[Mpi3-hybridpm] Ticket 217 proposal document updated
Douglas Miller
dougmill at us.ibm.com
Mon Jan 30 14:55:49 CST 2012
Yes, the idea about the for loop at the bottom was that a parallel copy is
faster. Yes, it eliminates the need for any additional synchronization. I
guess it's about lines of code, I guess it could be "memcpy(...); #pragma
omp barrier" but it seems like this way provokes more thinking about
parallelism.
Re: "i" being private: in the "#pragma omp for" construct the loop-control
variable is implicitly made private by OpenMP.

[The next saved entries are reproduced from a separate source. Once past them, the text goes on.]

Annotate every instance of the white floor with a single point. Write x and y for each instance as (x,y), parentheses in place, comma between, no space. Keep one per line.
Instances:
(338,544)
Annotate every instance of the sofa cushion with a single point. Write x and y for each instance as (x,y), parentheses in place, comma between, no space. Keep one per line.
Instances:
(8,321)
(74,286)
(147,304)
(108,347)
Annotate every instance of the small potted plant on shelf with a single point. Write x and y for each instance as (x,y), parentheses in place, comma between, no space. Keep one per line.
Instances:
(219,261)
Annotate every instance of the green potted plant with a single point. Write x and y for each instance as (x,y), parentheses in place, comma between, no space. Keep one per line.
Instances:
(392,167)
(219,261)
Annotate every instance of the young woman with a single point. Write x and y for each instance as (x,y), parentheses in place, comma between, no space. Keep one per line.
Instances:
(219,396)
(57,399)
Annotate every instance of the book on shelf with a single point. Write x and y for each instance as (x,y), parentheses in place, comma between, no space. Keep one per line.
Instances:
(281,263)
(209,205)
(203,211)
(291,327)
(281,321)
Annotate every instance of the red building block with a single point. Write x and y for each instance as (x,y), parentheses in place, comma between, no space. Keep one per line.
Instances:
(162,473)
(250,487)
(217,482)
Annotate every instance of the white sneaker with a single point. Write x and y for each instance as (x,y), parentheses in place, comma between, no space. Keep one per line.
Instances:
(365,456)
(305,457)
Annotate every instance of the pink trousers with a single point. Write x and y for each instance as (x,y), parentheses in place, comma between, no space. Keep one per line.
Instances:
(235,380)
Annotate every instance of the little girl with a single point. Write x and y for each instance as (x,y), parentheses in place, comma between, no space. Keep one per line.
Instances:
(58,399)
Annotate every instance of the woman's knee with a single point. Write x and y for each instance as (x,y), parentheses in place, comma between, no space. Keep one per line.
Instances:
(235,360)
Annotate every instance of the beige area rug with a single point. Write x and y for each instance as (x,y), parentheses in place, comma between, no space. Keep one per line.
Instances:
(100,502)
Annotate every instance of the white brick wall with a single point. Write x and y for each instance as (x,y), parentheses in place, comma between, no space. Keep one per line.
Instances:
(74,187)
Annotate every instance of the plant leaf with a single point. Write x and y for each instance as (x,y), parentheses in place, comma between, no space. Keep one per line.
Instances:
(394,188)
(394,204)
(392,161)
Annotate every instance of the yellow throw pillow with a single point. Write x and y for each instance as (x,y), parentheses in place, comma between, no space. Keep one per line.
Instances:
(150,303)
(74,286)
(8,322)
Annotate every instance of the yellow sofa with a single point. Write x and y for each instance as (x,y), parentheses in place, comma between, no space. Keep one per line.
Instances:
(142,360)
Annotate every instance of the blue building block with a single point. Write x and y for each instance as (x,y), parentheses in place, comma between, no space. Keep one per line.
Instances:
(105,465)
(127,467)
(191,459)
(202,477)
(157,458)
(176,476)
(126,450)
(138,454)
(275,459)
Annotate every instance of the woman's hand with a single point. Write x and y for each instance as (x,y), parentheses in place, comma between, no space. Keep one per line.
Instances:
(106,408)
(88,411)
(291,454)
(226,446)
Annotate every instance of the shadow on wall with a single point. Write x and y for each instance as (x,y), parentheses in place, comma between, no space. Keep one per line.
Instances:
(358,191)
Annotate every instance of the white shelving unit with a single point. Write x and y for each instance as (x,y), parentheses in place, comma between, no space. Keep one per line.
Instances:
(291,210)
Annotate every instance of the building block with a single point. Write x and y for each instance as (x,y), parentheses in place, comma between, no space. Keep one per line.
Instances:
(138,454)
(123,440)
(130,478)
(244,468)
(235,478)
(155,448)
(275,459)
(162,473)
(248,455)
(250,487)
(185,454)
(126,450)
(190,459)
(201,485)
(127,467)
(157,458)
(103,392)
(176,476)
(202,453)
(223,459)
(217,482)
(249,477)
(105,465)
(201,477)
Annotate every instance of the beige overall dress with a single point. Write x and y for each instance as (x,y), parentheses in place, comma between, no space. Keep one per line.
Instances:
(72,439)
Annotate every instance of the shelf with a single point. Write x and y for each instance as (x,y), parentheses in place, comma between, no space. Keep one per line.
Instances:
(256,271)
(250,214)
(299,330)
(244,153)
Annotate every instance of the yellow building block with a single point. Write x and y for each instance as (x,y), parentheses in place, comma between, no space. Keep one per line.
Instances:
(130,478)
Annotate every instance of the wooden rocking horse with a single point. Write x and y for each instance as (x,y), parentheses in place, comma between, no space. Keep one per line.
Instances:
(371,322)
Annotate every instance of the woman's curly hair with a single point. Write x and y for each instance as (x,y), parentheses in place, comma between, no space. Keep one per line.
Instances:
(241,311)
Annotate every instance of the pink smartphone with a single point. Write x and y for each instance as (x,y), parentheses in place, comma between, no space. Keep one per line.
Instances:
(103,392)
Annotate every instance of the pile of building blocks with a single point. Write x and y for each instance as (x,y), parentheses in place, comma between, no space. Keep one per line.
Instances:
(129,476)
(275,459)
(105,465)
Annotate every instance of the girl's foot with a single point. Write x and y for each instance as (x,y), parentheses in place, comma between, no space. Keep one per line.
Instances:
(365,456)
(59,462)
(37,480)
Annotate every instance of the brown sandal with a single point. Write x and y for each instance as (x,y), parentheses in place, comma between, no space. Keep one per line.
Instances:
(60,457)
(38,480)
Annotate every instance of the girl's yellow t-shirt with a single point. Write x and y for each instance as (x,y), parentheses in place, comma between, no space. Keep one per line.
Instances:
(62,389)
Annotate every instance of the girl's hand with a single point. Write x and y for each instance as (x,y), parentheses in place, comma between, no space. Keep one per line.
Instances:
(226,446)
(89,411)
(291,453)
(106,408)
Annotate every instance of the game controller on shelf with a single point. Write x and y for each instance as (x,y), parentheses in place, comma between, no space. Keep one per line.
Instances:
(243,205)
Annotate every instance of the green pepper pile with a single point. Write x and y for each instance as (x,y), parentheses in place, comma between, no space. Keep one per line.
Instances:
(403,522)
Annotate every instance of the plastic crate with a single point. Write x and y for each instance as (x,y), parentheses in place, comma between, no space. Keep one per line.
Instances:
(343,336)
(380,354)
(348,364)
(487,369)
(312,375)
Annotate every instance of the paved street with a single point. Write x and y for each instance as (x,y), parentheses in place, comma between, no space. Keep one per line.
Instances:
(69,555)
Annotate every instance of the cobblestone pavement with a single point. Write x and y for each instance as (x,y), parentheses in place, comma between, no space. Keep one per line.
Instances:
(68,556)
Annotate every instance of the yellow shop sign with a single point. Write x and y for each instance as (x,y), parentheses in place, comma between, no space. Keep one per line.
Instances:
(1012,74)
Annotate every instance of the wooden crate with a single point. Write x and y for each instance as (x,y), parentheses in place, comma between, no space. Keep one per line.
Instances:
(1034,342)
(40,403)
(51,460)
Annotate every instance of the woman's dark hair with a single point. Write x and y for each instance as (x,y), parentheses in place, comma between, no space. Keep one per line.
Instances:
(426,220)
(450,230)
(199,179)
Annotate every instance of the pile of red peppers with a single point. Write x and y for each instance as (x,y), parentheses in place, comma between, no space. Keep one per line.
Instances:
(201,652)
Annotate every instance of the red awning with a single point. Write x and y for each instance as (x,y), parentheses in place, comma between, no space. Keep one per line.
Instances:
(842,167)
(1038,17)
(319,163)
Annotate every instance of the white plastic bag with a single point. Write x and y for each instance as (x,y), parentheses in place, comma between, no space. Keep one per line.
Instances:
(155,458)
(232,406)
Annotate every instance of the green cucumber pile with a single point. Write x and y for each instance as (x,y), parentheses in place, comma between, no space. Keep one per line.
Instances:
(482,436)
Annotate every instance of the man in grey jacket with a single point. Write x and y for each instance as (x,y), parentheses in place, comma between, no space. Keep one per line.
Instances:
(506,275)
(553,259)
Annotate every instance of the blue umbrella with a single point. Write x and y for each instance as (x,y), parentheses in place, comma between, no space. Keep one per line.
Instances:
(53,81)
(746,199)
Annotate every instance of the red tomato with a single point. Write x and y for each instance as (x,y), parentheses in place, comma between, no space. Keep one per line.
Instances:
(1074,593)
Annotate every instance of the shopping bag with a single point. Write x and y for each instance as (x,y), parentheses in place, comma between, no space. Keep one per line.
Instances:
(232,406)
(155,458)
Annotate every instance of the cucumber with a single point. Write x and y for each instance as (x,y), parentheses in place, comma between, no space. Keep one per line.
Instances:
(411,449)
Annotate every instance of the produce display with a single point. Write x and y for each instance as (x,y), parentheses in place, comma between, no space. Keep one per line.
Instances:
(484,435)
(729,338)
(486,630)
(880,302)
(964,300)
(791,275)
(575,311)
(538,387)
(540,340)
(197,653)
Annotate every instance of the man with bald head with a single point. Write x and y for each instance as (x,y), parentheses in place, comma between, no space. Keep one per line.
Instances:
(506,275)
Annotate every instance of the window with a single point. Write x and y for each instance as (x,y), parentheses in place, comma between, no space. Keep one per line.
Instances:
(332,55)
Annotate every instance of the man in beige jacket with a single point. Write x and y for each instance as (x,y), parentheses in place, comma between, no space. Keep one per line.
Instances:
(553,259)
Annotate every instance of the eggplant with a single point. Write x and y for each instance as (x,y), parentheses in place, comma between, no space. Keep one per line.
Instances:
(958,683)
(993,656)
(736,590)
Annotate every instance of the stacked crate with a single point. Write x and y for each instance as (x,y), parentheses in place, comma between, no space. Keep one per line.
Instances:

Re: "oldval = newval" having races: there is only one value for "newval",
so each thread will redundantly copy the same value over the first thread's
copy. the value is safe since no thread can update newval until all threads
have completed the for loop. No thread can test the value(s) until all
threads have completed not only the MPI_Team_leave but also the "for" loop
that copies the array. Making them private complicates the example by
requiring more synchronization in order to share/compute the single value
between all threads.
Re: remove INFO "nobreak": my take from previous readings is that this was
needed in the example. I am reluctant to remove it and face another
set-back.
Q: What is "DIM" in the work for-loop? should that be "count" (COUNT) - the
size of the sendbuf array? I've changed it to COUNT and ran a compile.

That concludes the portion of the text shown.